Bringing hyperscale operations to the masses with Datera

Datera LogoDatera was founded in 2013 with a clear mission: bringing hyperscale operations and economics to the private clouds. The big corporations such as Facebook and Google don’t manage individual pieces of hardware. Instead they use policies and “the system” will decide where to spin up an app or place some data. This means an admin can manage a lot more servers or storage. So why is this level of automation only used by the big corporations? Datera aims to change that!

Datera officially launched in April 2016 from Sunnyvale in Silicon Valley, with 50+ employees. A month later we received a briefing at Storage Field Day 10. At that point they had 4 announced customers, with roughly 10 customers not announced yet.

With hyperscale economics and operations, you basically want to manage more equipment (in this case storage) with less people/FTE. You can optimize processes, standardize operations etc, but what it really boils down to is automation. Datera calls this Application Intent: the admin decides which storage characteristics and application needs, and the Datera Elastic Data Fabric will automatically select the correct type of storage.

Architecture of the Datera Elastic Data Fabric

This Datera Elastic Data Fabric is made up of software-defined storage nodes. You can mix all-flash, hybrid and HDD nodes in the same fabric. The licenses are capacity based and can be licensed in 50TB or 100TB steps. The deployment is fully featured: snapshots, clones, thin provisioning, replication (1:5 within the cluster) are all included. The front-end protocol is iSCSI; the rest of the protocols haven’t been requested by customers yet.

Datera GUI

Instead of a software-only deployment you can also order a software + hardware combination; currently you’ll get a SuperMicro server, but Datera is working adding additional vendors to the mix.

Backend connectivity between the scale-out nodes is currently 40Gbit/s, with front-end connectivity towards the clients at 10Gbit/s. The SDS approach means its pretty easy to incorporate new technologies like 3D-Xpoint or other flash technologies in the Datera Elastic Data Fabric.

The Datera control plane is distributed across all storage nodes: there’s no dedicated control/management node. During deployment you configure one node with all the required settings (such as connect home details, IP addresses etc). All subsequent nodes perform a broadcast and will retrieve their configurations from the main node.

Every node reports back to the cluster what it’s characteristics are. The metadata is continuously analyzed by the Optimizer in the control plane to determine if data is still stored on the optimal node.

Intent provisioning

The policy engine in the Datera Elastic Data Fabric is responsible for provisioning the volumes based on the application intent.
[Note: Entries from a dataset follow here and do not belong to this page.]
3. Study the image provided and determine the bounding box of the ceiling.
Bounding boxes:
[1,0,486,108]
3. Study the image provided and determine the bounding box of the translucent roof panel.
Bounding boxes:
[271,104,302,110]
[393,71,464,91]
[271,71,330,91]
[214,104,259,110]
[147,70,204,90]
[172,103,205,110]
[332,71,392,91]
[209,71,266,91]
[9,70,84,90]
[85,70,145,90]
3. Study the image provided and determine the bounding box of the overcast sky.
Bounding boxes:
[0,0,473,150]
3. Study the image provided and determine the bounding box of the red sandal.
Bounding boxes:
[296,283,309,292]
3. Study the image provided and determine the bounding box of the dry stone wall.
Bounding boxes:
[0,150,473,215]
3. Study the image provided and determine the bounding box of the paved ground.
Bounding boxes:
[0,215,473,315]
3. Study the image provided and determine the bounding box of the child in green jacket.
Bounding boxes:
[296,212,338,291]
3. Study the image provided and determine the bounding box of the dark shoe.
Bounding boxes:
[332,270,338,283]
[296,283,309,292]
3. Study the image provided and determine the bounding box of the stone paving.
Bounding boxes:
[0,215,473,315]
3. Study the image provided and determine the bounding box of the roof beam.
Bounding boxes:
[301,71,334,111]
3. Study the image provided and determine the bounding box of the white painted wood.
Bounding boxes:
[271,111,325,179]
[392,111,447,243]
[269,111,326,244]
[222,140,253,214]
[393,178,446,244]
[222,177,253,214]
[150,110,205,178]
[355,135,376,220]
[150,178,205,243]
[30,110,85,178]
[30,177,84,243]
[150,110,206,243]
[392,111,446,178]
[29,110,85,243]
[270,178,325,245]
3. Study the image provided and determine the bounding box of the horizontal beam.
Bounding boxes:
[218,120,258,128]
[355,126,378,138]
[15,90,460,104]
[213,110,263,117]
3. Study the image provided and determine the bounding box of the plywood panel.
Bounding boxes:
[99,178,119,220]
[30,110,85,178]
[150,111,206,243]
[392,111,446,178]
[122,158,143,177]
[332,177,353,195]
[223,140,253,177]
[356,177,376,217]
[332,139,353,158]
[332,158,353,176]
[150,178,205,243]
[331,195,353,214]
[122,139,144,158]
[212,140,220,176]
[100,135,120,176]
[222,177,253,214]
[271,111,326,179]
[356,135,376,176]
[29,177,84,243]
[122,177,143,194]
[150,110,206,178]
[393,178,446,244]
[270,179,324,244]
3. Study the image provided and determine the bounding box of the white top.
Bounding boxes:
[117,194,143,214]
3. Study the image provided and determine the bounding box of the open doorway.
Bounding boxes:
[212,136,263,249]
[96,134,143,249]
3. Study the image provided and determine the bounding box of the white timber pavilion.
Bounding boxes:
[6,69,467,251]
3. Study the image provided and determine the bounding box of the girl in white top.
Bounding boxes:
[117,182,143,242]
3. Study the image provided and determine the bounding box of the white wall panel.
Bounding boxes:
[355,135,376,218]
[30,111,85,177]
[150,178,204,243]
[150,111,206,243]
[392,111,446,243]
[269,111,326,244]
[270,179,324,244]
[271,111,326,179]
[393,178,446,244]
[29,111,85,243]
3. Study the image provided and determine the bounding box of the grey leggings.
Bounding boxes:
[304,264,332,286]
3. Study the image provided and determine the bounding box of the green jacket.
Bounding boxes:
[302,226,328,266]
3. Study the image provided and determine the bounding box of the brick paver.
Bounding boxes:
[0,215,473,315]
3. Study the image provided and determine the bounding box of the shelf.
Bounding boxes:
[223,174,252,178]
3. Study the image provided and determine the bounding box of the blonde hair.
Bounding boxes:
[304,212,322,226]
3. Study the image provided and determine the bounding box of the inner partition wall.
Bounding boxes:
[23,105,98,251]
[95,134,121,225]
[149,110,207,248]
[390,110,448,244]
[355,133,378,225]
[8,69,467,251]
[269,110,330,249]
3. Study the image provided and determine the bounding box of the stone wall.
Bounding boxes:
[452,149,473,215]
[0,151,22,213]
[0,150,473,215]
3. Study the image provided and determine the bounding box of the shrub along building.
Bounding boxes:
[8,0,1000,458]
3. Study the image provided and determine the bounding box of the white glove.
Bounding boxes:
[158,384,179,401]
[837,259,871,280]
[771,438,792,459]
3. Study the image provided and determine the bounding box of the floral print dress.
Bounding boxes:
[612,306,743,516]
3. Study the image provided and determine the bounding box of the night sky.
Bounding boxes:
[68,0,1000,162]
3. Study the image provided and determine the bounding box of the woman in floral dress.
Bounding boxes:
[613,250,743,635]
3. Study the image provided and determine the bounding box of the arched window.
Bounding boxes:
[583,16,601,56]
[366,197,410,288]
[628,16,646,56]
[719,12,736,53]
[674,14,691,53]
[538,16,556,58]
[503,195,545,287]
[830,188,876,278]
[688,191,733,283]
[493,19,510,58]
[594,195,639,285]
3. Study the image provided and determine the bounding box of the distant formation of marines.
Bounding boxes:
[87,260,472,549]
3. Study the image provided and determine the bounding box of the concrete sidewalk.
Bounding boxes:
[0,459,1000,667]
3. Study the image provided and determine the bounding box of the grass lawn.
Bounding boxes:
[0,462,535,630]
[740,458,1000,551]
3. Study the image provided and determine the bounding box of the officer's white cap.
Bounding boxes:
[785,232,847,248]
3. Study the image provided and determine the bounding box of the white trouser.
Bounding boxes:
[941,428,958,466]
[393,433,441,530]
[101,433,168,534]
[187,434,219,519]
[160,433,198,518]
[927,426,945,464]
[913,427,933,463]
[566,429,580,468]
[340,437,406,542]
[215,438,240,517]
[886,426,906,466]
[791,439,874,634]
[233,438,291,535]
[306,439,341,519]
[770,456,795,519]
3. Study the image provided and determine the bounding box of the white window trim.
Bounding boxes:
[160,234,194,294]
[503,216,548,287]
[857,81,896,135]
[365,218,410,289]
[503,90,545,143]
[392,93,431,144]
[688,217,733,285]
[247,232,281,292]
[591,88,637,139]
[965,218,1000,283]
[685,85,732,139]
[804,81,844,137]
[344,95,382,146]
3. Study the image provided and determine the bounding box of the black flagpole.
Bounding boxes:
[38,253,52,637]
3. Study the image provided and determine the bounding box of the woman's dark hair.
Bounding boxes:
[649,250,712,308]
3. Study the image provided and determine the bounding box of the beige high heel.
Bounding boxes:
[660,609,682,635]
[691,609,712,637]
This intent consists of application policies or templates, which contain:

  • Management policies: QoS (Gold/Silver/Bronze), data retention, data protection and data placement.
  • Storage templates: number of volumes and their respective size: maybe you always want your VMware VMFS volumes to be 2TB-512 bytes (oldskool!).
  • Pools of storage: useful for multi tenancy environments where you want some sort of isolation (e.g. don’t place the Pepsi data on the same nodes as the Coca Cola data).

For example if you need a couple of log volumes for a database server, you could select the “SQL Log volumes” templates (which you’d have to create ofcourse) and create a number of volumes with the predefined settings (for example QoS policy Gold, 3 replica’s, create in the Coca Cola pool of storage).

My thoughts on the Datera product

I’m a strong believer in automation. It allows an administrator to manage more storage/volumes/servers with less work involved. It also ensures consistency in application provisioning: no more mismatches because someone forgets to create a replica or creates volumes based on 1000’s instead of 1024’s.

If you want to get some more information on the Datera, check out Arjan’s post over here, or Dan’s post over here. And you can always watch the session recordings on the Storage Field Day 10 site.

Disclaimer: GestaltIT paid for the flight, hotel and various other expenses to make it possible for me to attend SFD10. I was however not compensated for my time and there is no requirement to blog or tweet about any of the presentations. Everything I post is of my own accord.